Maybe her automated woman’s intuition sensed my electronic incompetence. Perhaps she enjoyed lauding her artificial intelligence over my evolutionary one. Every time we met, she stared at me with her omnipotent eye, awaiting my first move.
I was moving all right – with both hands I was cartwheeling and somersaulting my Shortbread Creams in desperate pursuit of a bar code. Just as I finally located it on the inside of the underside flap, she announced loudly in a patronising tone: “Please scan your first item.” Her voice had the kind of velvety smugness my husband finds attractive. I felt a hot rush of jealousy. How dare she speak to me this way – me, the customer she was built to serve! I was on war footing with the talking robot at Coles.
I slapped my bananas onto her scale. “Key in item’s code or look up item” she demanded. I dutifully selected bananas while muttering about her lack of prepositions.
“How many?” she wanted to know.
“Can’t you see, cyclops?” I gloated. She was silent. I rolled my eyes and tapped in the number six.
“Place item in bagging area.” I obediently dropped the bananas into the bag. She paused. “Unidentified item in bagging area” she said. I lifted up the bananas and let them fall in again. “Item is not in bagging area.”
“Yes it is!” I shouted. “They’re right there! In the bag! Are you stupid?”
And then above her annoyingly square head she flicks her green beacon to an angry red.
I am trapped between this ogress and my overflowing trolley. I swivel my head trying to catch the attention of a human in uniform. I see the shoppers behind me shift impatiently from one foot to the other. A young mother tears open a packet of Maltesers to pacify her whingeing toddler but the bag splits and the contents shower the floor.
I hail the blue-haired checkout boy from aisle six who raises his index finger to indicate he’s on his way. He plonks a plastic triangle on his conveyor belt that reads: ‘Let us serve you at another location.’ His next-in-line customer sends me eye-daggers.
Teenage employee arrives at my stalled machine and huffs: “The self-service attendant just ducked off to the loo. Bloody machines can’t fix anything by themselves!” He swipes the screen with a plastic card and my electronic she-devil springs to life.
“Please scan your next item,” she says to me sweetly, but I know she’s just flirting with the checkout boy, because he pats her stainless steel rump and trudges back to his cash register.
I am now embarrassed by the holdup. I resume scanning the contents of my trolley knowing a dozen pairs of impatient eyes are boring into my back.
“Remove unidentified object from bagging area” the she-robot barks.
“No,” I whisper urgently. “That’s the complimentary packet of pegs attached to this new washing powder.”
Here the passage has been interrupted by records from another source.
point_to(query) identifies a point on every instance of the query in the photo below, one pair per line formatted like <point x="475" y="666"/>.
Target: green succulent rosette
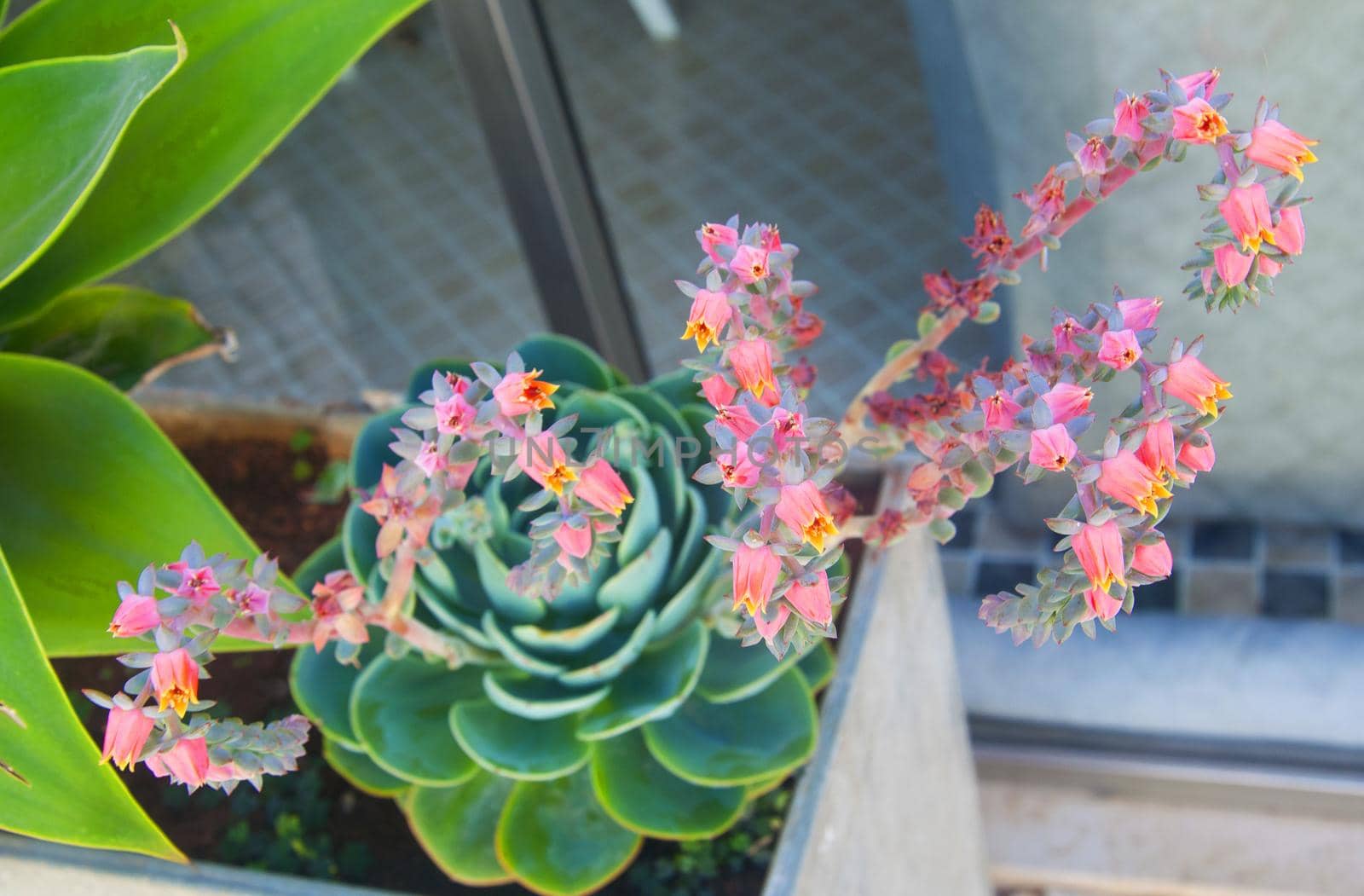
<point x="620" y="709"/>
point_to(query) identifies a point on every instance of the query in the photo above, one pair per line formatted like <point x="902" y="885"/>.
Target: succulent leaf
<point x="652" y="688"/>
<point x="558" y="839"/>
<point x="400" y="709"/>
<point x="644" y="797"/>
<point x="736" y="673"/>
<point x="523" y="749"/>
<point x="361" y="771"/>
<point x="743" y="743"/>
<point x="532" y="697"/>
<point x="457" y="827"/>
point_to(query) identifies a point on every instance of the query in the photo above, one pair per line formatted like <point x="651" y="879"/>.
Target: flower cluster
<point x="500" y="418"/>
<point x="767" y="450"/>
<point x="159" y="718"/>
<point x="1033" y="412"/>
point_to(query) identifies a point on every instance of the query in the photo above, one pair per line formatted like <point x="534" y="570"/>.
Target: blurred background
<point x="407" y="218"/>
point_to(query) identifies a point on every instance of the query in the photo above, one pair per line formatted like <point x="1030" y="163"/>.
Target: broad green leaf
<point x="529" y="750"/>
<point x="457" y="827"/>
<point x="61" y="120"/>
<point x="51" y="782"/>
<point x="361" y="771"/>
<point x="570" y="640"/>
<point x="92" y="493"/>
<point x="566" y="361"/>
<point x="124" y="334"/>
<point x="745" y="743"/>
<point x="654" y="688"/>
<point x="634" y="587"/>
<point x="532" y="697"/>
<point x="818" y="666"/>
<point x="400" y="714"/>
<point x="254" y="70"/>
<point x="734" y="671"/>
<point x="604" y="668"/>
<point x="557" y="839"/>
<point x="647" y="798"/>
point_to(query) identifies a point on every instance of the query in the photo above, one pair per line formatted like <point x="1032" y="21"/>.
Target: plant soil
<point x="314" y="823"/>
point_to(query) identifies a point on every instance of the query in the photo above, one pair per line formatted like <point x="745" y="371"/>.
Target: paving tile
<point x="1222" y="589"/>
<point x="1298" y="546"/>
<point x="958" y="573"/>
<point x="1296" y="595"/>
<point x="1350" y="598"/>
<point x="1224" y="540"/>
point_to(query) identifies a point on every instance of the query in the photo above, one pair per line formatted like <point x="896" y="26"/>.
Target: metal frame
<point x="511" y="71"/>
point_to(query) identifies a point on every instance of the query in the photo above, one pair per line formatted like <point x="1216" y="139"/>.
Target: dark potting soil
<point x="313" y="823"/>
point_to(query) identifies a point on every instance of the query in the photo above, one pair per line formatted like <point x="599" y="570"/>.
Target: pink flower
<point x="752" y="361"/>
<point x="1101" y="604"/>
<point x="1127" y="479"/>
<point x="812" y="600"/>
<point x="754" y="577"/>
<point x="714" y="234"/>
<point x="737" y="468"/>
<point x="1129" y="115"/>
<point x="768" y="627"/>
<point x="124" y="736"/>
<point x="1197" y="122"/>
<point x="1157" y="449"/>
<point x="804" y="373"/>
<point x="430" y="459"/>
<point x="788" y="429"/>
<point x="1052" y="448"/>
<point x="336" y="603"/>
<point x="1195" y="384"/>
<point x="1199" y="460"/>
<point x="718" y="391"/>
<point x="1275" y="146"/>
<point x="456" y="415"/>
<point x="1093" y="157"/>
<point x="186" y="763"/>
<point x="136" y="614"/>
<point x="738" y="420"/>
<point x="545" y="460"/>
<point x="1045" y="200"/>
<point x="457" y="475"/>
<point x="1067" y="402"/>
<point x="802" y="509"/>
<point x="251" y="599"/>
<point x="1291" y="234"/>
<point x="575" y="541"/>
<point x="1247" y="211"/>
<point x="523" y="393"/>
<point x="1100" y="552"/>
<point x="1064" y="336"/>
<point x="749" y="265"/>
<point x="1118" y="348"/>
<point x="602" y="487"/>
<point x="1139" y="314"/>
<point x="1000" y="411"/>
<point x="709" y="315"/>
<point x="175" y="679"/>
<point x="1202" y="84"/>
<point x="198" y="586"/>
<point x="1231" y="265"/>
<point x="805" y="327"/>
<point x="1153" y="559"/>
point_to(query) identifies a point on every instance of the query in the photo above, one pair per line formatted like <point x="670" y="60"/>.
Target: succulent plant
<point x="624" y="708"/>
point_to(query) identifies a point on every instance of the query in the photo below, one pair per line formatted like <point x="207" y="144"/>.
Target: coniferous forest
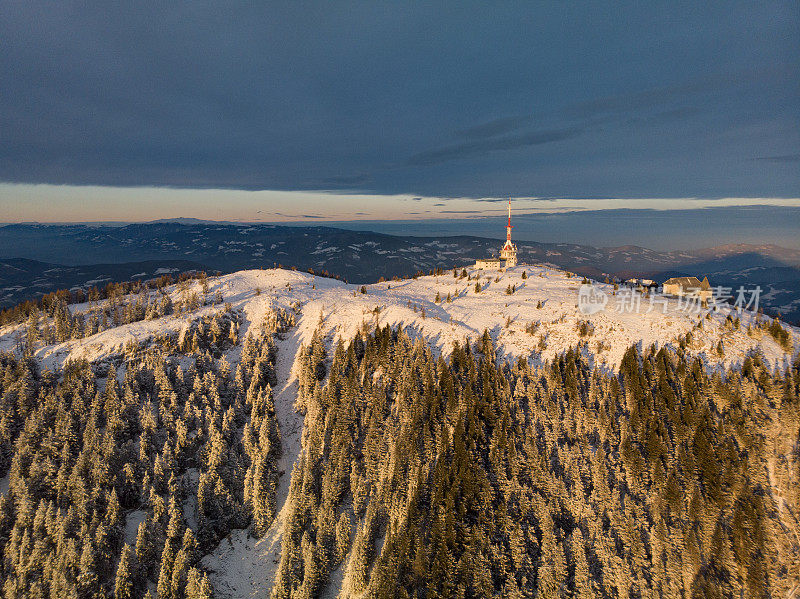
<point x="422" y="477"/>
<point x="419" y="476"/>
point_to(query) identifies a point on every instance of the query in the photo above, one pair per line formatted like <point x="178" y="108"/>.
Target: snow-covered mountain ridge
<point x="530" y="312"/>
<point x="545" y="303"/>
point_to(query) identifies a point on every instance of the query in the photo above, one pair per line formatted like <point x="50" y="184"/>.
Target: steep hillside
<point x="356" y="256"/>
<point x="274" y="432"/>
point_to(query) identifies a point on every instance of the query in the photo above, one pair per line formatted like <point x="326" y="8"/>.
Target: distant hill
<point x="358" y="256"/>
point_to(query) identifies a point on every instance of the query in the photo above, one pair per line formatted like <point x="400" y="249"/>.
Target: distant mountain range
<point x="36" y="259"/>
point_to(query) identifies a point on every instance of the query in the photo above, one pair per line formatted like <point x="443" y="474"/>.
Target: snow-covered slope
<point x="547" y="298"/>
<point x="537" y="321"/>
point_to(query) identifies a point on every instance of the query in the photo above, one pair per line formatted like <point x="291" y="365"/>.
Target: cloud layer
<point x="468" y="100"/>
But she’s not buying my story and gleefully jams on her red light. I turn a shade of tomato myself. This can’t be happening! I lift out the washing powder and thrust the peg packet roughly up against her inky screen. “See!” I hiss. “They’re stapled on. The pegs come with it. It’s a sales gimmick!” And in a fit of pique I give her a secret kick with my left sneaker but she doesn’t flinch under her metal skirt.
The self service attendant, fresh from his toilet stop, marches over: “I saw that,” he chides me. I gaze across at the manned checkouts and realise every customer I began with has finished and gone. I look to my right; my neighbour is also looking aggrieved. His machine’s red light is now blinking a slow waltz with mine. “Having fun yet?” I say.
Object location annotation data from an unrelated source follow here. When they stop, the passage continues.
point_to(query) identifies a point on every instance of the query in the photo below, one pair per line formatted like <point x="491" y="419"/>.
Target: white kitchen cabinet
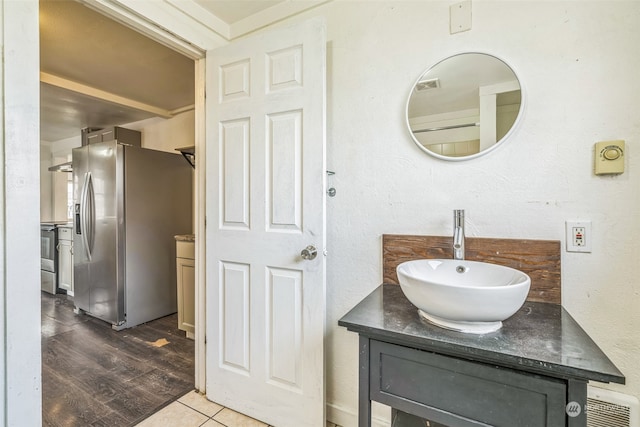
<point x="185" y="268"/>
<point x="65" y="259"/>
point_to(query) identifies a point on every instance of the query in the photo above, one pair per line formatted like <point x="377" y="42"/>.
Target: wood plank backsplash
<point x="540" y="259"/>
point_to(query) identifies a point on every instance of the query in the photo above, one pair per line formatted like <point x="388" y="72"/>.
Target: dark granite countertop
<point x="540" y="338"/>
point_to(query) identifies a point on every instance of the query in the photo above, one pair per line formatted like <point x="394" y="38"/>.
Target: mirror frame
<point x="480" y="153"/>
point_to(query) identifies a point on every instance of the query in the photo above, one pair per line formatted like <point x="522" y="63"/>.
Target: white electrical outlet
<point x="578" y="236"/>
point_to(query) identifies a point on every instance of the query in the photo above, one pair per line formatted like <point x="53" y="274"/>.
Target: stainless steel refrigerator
<point x="129" y="204"/>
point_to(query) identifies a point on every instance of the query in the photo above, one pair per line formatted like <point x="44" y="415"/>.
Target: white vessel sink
<point x="465" y="296"/>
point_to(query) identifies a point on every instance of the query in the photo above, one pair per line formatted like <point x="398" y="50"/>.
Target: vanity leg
<point x="577" y="392"/>
<point x="364" y="401"/>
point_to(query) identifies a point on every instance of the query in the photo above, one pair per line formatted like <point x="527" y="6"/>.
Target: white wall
<point x="20" y="381"/>
<point x="578" y="64"/>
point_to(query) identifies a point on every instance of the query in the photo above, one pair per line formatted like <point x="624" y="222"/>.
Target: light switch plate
<point x="460" y="17"/>
<point x="609" y="157"/>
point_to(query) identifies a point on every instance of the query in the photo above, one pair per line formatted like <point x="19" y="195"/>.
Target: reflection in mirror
<point x="464" y="106"/>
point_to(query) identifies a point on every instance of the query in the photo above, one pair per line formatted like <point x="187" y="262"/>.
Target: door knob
<point x="309" y="253"/>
“I just want this damn packet of chewing gum!” he says. “It doesn’t weigh enough to register.”
“I’ve had it up to pussy’s bow with my machine, too. She’s been giving me a hiding.”
He nods sympathetically and points to his fem-bot who is chanting: ‘Select from popular items or look up item alphabetically.’
“With that kind of attitude,” he says, “no wonder she’s still on the shelf.”